Geek Force Five Ceases Publication

Just about three years ago, I ran a Kickstarter campaign to fund a new literary magazine I had cooked up. It was called Geek Force Five, a name borrowed from a pop culture blog I’d run for a few years prior to that (whose name, it turns out, was itself borrowed from a college friend of mine, but that’s another story). The core idea was simple: pay authors money for their genre fiction. While the magazine took different shapes over its existence, the founding principle remained a constant: show authors that their work is worth a paycheck.

And, to one extent or another, I’ve been able to do that. But there’s always been a problem. While I’ve always been able to pay authors for their work, my ability to get that work in front of the number of readers it deserves has always been lacking. Some issues sold well, but most did not. And the issues that did sell, they sold because of the stellar efforts of the authors involved and not because of anything in particular I did.

I struggle mightily to build audiences for the things I make. And I’m willing to deal with the consequences of that when I put out things that are entirely of my own making. But I’ve come to the conclusion that it is morally irresponsible of me to continue producing a compilation of work by others if I cannot guarantee those individuals the exposure they deserve.

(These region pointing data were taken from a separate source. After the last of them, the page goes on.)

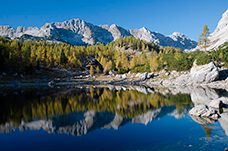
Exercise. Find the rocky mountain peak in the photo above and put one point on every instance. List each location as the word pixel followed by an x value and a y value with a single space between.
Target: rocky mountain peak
pixel 76 31
pixel 220 36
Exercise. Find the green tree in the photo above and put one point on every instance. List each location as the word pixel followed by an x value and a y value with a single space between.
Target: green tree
pixel 63 58
pixel 203 40
pixel 91 71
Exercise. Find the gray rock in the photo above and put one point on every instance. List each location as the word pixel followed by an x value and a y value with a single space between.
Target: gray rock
pixel 143 76
pixel 167 73
pixel 124 76
pixel 204 111
pixel 203 120
pixel 224 122
pixel 51 83
pixel 183 79
pixel 111 72
pixel 142 89
pixel 216 104
pixel 15 74
pixel 204 73
pixel 150 75
pixel 76 31
pixel 138 74
pixel 118 76
pixel 203 95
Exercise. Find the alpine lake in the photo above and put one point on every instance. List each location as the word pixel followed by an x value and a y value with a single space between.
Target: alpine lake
pixel 112 118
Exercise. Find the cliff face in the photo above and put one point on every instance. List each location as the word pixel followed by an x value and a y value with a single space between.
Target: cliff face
pixel 77 31
pixel 220 35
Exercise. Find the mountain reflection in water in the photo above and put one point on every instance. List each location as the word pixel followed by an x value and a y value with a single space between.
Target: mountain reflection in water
pixel 78 111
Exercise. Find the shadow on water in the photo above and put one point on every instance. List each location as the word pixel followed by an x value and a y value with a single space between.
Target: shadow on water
pixel 89 111
pixel 79 110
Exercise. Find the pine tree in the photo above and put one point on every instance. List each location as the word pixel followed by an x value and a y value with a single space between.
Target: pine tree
pixel 91 71
pixel 63 58
pixel 203 38
pixel 133 63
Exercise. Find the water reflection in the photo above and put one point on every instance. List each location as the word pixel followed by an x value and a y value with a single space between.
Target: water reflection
pixel 77 111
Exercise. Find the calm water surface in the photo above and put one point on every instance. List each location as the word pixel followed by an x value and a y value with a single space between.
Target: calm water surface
pixel 89 118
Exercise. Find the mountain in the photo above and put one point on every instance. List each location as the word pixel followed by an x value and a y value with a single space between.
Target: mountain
pixel 77 31
pixel 220 35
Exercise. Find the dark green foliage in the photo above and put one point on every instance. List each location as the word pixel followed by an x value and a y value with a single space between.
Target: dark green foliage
pixel 221 54
pixel 63 58
pixel 203 59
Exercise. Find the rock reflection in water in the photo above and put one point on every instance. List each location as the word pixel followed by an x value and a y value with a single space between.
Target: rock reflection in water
pixel 82 110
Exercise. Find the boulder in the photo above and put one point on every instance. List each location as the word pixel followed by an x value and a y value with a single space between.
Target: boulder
pixel 183 80
pixel 118 76
pixel 204 73
pixel 111 72
pixel 202 120
pixel 143 76
pixel 51 83
pixel 124 76
pixel 150 75
pixel 204 111
pixel 203 95
pixel 138 74
pixel 216 104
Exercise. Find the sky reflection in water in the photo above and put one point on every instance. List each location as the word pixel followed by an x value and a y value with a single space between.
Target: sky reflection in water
pixel 100 119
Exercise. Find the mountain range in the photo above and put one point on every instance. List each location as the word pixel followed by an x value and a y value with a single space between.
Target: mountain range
pixel 220 35
pixel 79 32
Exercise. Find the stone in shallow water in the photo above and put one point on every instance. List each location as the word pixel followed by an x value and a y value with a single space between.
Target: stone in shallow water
pixel 204 111
pixel 216 104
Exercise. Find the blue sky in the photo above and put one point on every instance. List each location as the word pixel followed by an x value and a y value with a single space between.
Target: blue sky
pixel 164 16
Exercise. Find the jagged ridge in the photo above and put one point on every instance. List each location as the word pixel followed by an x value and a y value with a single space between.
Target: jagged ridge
pixel 77 31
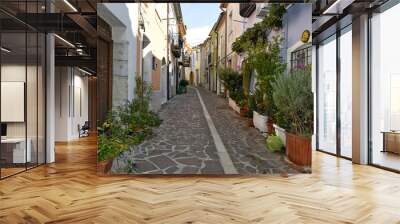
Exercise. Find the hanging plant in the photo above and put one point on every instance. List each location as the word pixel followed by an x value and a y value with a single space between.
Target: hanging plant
pixel 256 34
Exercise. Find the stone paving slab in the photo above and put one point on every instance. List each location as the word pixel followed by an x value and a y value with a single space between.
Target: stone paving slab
pixel 181 145
pixel 245 145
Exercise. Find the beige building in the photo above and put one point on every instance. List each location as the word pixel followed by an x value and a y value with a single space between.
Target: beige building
pixel 153 33
pixel 235 27
pixel 221 30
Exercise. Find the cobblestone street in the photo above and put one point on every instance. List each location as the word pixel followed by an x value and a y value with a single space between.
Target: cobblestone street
pixel 183 144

Therefore, effective immediately, I am ceasing publication of Geek Force Five.

If I’m honest, this decision is a huge weight off my shoulders. I loved putting every issue of the magazine together, but it was a lot of work, and it was work that took me away from what I think my main focus should be right now: improving my own writing and building an audience for it.

And who knows: maybe someday I’ll have a big enough audience that a new volume of Geek Force Five might be possible. But for now, for now it’s time to call it quits.

Thank you to everyone who read a copy of Geek Force Five over the years. And thank you to everyone who gave their words to this experiment. I’m sorry I couldn’t do better, and I wish you the best of luck with whatever comes next for you and your work.